There are two approaches to this. The approach that most competition aquascapers use is to create steep slopes is by simply layering rock/wood thickly. The rock itself becomes the slope. Lighter rock such as lava rock is often used as a base, with more aesthetic rock on the surface. Cosmetic sand/aquasoil is then used to fill the gaps. This approach uses a lot of rock, but gives the most flexibility in terms of hardscape positioning.
In this hardscape by Takayuki fukada, the rear rock is elevated using bricks.
In such scapes, the rock and wood themselves are planted with mosses and plants that can grow attached to hardscape. There is less usage of rooted plants. Again, this approach gives the most flexibility in terms of hardscape design - as one is not limited to planting in areas with substrate.
Aquascapers that intend to have large portions of rooted plants use this method. Aquasoil is layered thickly in the rear, with less soil in the front and hardscape is formed into ridgelines and used to hold back the slope from sliding.

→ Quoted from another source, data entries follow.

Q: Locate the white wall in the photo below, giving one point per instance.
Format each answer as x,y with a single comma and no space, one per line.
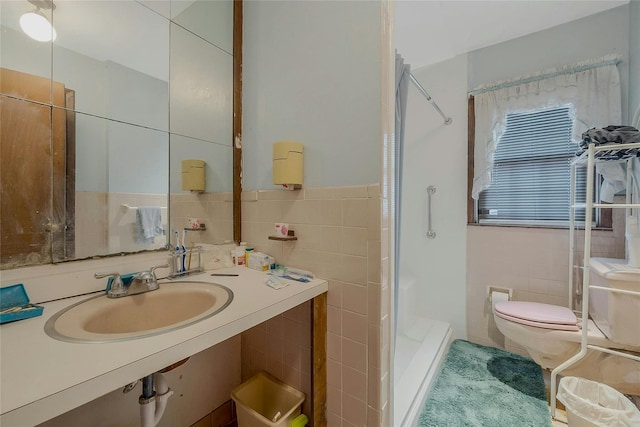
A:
312,74
436,154
634,58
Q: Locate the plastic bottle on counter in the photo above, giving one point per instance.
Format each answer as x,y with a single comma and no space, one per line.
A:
247,252
238,254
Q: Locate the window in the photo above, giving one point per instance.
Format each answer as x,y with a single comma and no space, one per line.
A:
531,171
520,142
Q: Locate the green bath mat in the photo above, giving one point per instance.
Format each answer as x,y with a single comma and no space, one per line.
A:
486,387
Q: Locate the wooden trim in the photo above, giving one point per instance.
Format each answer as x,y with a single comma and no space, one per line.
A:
471,136
237,120
70,191
319,362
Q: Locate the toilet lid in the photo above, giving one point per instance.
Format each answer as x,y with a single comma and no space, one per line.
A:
538,314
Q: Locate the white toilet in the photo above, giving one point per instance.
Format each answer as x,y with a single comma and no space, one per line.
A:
551,334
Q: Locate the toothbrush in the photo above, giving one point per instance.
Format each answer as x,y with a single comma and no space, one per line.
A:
184,251
177,257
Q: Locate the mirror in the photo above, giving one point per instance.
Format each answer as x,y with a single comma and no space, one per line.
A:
95,125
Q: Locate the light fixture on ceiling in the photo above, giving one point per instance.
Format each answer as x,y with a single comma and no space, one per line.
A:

Cosmetic sand may be used as well. Planting must be done carefully at the start; once rooted, the plants will hold back the soil as well. Best to also avoid fish that will disturb the substrate layer and cause the slope to slide.
In this example by Luca galarraga, aquasoil is used thickly in the rear while cosmetic sand is used in the front part of the planted tank where there is less rooted plants. Hardscape form ridges which hold back the soil slopes.
If using very deep soil layers to construct slopes, drainage crate/flo-cells can be used to support the soil/hardscape. The deeper layers are then filled with large porous inert substrate such as small sized lava rock and clay chips.
This porous inert layer prevents compaction from using deep soil layers. Generally I would want the soil layer to be less than 4 inches or so. This pertains mainly to raw soils. Aquasoils with their large pore spacing due to the granular format have less issues with compaction even with very deep slopes.